Outros tipos de abordagem descritos no manual são visitas aos escritórios dos políticos e a execução de chamadas telefônicas em massa para os gabinetes. “Nosso objetivo é proporcionar uma compreensão prática de como seus congressistas pensam, e como você pode demostrar a eles a profundidade e o poder da oposição a Donald Trump e a um Congresso republicano ultrapassado. Este manual não é uma panacéia, nem tampouco pretende existir de forma isolada. Pedimos que combine as estratégias deste guia com um compromisso mais amplo para criar uma sociedade mais justa, construir o poder local e encarar a injustiça e o racismo sistêmicos”, diz a conclusão.


E o Brasil?


Em um seminário realizado pela Conlutas em São Paulo no início de fevereiro, Vilson Antonio Romero, presidente do Conselho Executivo da Associação Nacional dos Auditores-Fiscais da Receita Federal do Brasil (Anfip), já alertava para a necessidade de se realizar um trabalho corpo a corpo com os parlamentares brasileiros para barrar a PEC da “reforma” da Previdência. Temos que dar um ‘bafo na nuca’ dos 513 deputados, mapear, por exemplo, os daqui de São Paulo e ir atrás de um por um, porque eles vão decidir nosso futuro”, disse.

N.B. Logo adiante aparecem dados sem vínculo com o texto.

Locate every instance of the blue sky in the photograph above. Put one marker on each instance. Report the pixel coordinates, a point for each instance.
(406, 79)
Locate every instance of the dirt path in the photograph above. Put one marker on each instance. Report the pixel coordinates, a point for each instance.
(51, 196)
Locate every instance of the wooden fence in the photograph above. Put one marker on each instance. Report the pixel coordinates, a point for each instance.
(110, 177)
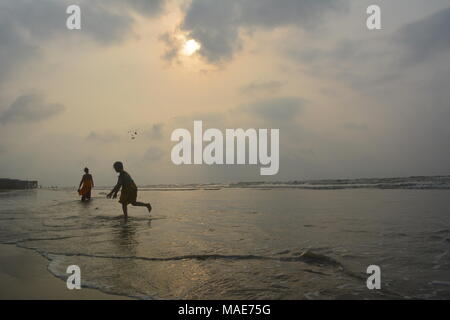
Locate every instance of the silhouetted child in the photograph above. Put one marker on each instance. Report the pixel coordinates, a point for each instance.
(128, 194)
(88, 184)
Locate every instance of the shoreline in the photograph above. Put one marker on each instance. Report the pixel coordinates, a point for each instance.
(24, 276)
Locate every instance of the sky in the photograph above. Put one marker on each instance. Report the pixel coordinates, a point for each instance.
(349, 102)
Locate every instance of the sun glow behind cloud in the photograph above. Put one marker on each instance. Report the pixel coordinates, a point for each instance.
(190, 47)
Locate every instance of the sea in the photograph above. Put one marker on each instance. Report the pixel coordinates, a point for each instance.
(248, 240)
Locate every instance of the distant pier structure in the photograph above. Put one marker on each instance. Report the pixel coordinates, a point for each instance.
(17, 184)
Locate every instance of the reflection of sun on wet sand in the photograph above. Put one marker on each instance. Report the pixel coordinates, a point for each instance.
(24, 275)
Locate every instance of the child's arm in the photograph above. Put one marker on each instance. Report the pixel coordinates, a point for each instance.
(116, 189)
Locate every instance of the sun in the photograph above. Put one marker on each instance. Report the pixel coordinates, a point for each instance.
(190, 47)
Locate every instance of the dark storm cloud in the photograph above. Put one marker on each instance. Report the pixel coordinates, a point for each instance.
(277, 110)
(28, 109)
(26, 25)
(216, 24)
(425, 38)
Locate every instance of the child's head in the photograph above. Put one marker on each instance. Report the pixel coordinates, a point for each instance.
(118, 166)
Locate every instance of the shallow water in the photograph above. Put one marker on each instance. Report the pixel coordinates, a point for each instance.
(242, 243)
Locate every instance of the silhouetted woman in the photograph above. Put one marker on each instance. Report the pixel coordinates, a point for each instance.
(88, 184)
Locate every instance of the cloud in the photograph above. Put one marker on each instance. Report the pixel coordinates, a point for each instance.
(276, 110)
(28, 109)
(26, 25)
(153, 154)
(356, 126)
(216, 24)
(425, 38)
(102, 137)
(155, 131)
(262, 86)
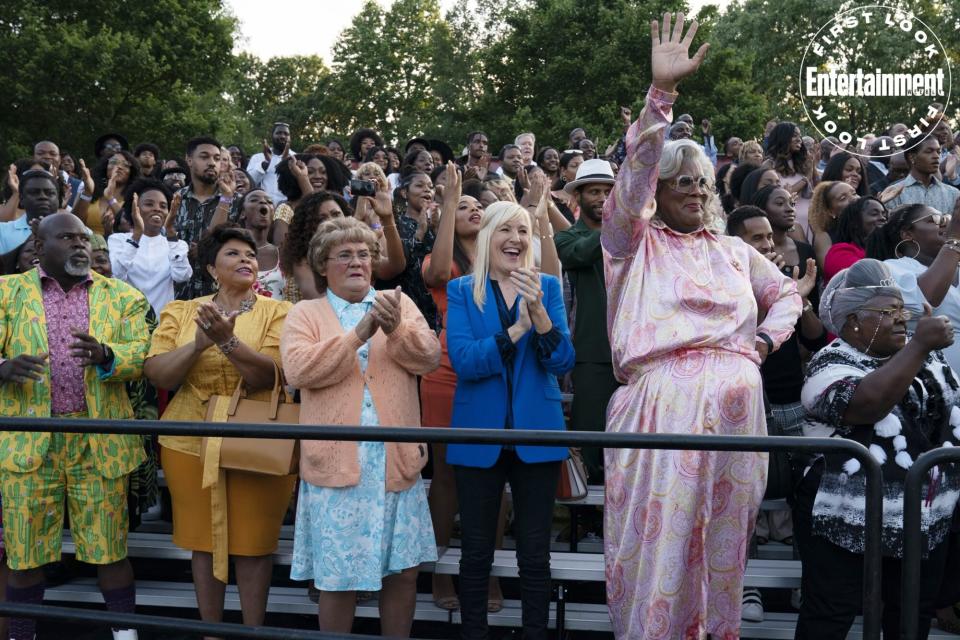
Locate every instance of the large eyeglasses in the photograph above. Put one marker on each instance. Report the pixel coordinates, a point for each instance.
(347, 257)
(939, 219)
(893, 312)
(686, 184)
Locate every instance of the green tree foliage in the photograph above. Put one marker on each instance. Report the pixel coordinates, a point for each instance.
(164, 71)
(151, 70)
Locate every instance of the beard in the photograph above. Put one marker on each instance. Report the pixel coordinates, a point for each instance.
(593, 213)
(77, 267)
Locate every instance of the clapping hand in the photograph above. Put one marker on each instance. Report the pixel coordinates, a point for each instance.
(670, 59)
(86, 349)
(386, 310)
(216, 326)
(806, 284)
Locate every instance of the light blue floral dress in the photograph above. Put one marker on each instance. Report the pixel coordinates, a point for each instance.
(350, 538)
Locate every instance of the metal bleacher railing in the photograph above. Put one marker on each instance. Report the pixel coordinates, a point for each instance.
(912, 535)
(447, 564)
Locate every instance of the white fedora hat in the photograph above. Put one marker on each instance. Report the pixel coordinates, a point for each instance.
(595, 170)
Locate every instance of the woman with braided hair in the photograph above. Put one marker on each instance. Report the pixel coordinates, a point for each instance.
(921, 247)
(856, 222)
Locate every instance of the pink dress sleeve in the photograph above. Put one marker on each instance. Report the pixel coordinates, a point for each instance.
(627, 212)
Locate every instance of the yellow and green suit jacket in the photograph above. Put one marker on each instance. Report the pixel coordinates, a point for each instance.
(118, 319)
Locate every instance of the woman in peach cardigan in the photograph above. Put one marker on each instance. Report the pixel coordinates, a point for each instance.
(362, 518)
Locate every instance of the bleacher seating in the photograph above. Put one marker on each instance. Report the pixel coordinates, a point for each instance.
(776, 569)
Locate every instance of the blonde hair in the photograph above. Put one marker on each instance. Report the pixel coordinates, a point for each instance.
(495, 215)
(748, 146)
(819, 212)
(333, 233)
(675, 154)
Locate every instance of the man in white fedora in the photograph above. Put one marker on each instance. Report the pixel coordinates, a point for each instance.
(579, 250)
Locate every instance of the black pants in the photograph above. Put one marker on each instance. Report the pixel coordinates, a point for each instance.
(479, 490)
(832, 582)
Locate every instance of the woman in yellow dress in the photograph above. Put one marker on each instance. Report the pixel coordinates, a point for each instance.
(204, 347)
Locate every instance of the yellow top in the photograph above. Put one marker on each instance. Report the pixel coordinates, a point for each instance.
(283, 213)
(212, 373)
(94, 216)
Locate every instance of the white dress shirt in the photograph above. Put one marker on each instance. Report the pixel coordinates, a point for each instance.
(152, 267)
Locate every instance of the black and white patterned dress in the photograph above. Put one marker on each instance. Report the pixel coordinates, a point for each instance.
(927, 417)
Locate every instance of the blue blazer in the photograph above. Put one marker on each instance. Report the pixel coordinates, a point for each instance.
(480, 401)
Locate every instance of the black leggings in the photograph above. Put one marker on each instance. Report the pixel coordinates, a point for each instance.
(479, 491)
(832, 583)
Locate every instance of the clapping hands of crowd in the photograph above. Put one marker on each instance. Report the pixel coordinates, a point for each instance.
(213, 326)
(385, 314)
(527, 282)
(806, 284)
(227, 183)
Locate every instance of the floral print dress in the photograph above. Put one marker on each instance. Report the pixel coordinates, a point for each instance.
(350, 538)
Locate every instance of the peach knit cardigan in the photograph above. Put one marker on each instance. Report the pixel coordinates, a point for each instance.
(320, 359)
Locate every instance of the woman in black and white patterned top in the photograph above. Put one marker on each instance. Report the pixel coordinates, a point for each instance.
(897, 396)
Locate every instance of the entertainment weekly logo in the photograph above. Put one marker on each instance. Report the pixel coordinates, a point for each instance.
(835, 69)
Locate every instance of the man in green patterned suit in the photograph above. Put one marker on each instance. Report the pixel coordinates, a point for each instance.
(69, 340)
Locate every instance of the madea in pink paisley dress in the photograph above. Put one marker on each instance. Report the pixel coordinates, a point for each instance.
(682, 320)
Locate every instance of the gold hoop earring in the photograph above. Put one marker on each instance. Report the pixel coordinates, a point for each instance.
(896, 249)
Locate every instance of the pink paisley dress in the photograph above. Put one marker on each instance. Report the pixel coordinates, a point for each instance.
(682, 321)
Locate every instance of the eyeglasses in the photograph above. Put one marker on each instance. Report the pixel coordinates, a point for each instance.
(893, 312)
(346, 257)
(686, 184)
(939, 219)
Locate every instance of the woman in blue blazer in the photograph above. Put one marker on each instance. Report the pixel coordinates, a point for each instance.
(508, 341)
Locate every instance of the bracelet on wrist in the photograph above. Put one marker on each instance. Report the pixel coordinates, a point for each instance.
(229, 346)
(767, 340)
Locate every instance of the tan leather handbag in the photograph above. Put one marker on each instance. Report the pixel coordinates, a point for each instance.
(277, 457)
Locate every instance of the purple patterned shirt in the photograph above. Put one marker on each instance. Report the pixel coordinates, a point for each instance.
(65, 311)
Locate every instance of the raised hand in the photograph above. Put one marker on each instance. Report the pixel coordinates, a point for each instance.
(110, 191)
(670, 59)
(227, 183)
(933, 332)
(297, 167)
(169, 223)
(88, 185)
(13, 180)
(137, 218)
(806, 284)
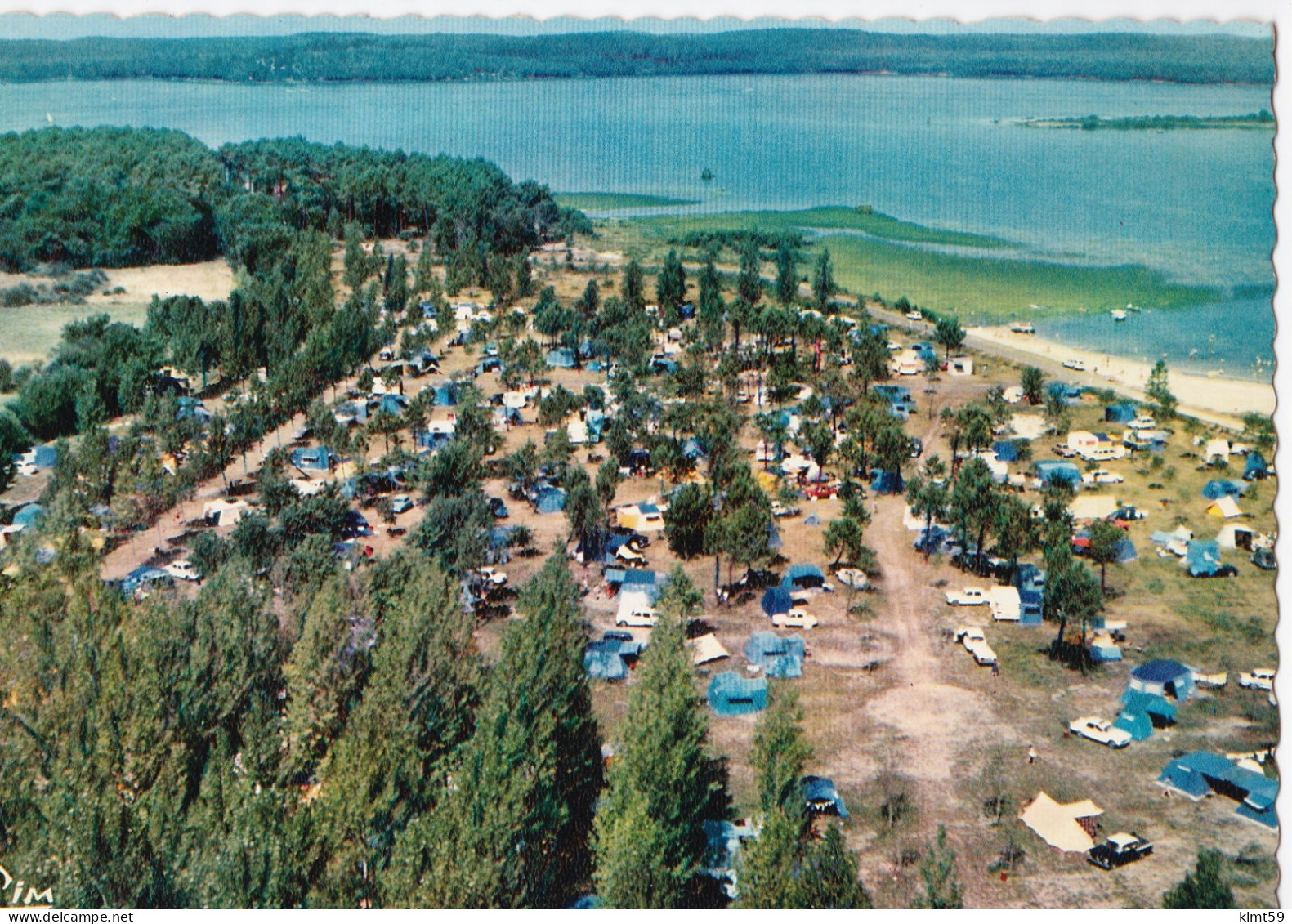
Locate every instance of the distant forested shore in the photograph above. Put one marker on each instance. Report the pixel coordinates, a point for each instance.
(1263, 119)
(367, 57)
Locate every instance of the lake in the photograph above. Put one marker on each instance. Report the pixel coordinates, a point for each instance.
(1196, 204)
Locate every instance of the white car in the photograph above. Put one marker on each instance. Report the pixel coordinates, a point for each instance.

Algumas iniciativas já têm sido feitas nesse sentido, em especial por movimentos sindicais. Deputados têm sido alvo, por exemplo, de protestos em aeroportos, como o que ocorreu nos dias 1 e 2 de fevereiro em Brasília, no Aeroporto Juscelino Kubitschek, e em Porto Alegre na manhã desta segunda (20), no Salgado Filho. No interior do Brasil, trabalhadores rurais vem fazendo um trabalho junto a vereadores de algumas cidades para fazer pressão contra a aprovação da PEC 287. A tática justifica-se pelo fato de muitos deputados federais elegerem-se graças ao trabalho de base feito por lideranças locais em diversos municípios.


Obviamente é necessário guardar as muitas diferenças entre o cenário e o sistema político dos EUA em relação ao que existe no Brasil. Um dos pontos que faz a possibilidade de pressão lá ser maior é a duração do mandato dos deputados, escolhidos a cada dois anos, o que faz com que estejam em constante trabalho de reeleição. No entanto, o momento que o governo Temer tem para aprovar sua proposta de “reforma” é o ano anterior ao processo eleitoral. Quanto mais próximo o parlamentar brasileiro se sentir do eleitor, mais vai pesar a sua mão na hora de ter que escolher se retira ou não direitos do trabalhador.



O que a experiência do Indivisible mostra também é a importância de se fazer uma junção da capacidade de mobilização de diversas entidades e movimentos com o conhecimento de pessoas que já trabalharam no Congresso Nacional. Para traçar uma estratégia de amplo alcance e que seja efetiva, ainda mais levando-se em conta o curto prazo que o governo quer impor à tramitação da PEC 287, tal união seria fundamental.


Toda a estratégia do Planalto, desde propor a PEC no mês de dezembro, de tradicional baixa intensidade política, até a pressa com que tem tentado conduzir o processo, tem como objetivo tentar evitar que a população se informe a respeito dos imensos prejuízos sociais embutidos em sua proposta de “reforma”, evitando assim sua reação.



As pesquisas, contudo, já mostram a rejeição da sociedade às alterações pretendidas pelo governo. Resta que sua voz chegue, em alto e bom som, aos ouvidos dos parlamentares. Com uma eleição marcada para ano que vem, dificilmente poderão se fazer de surdos.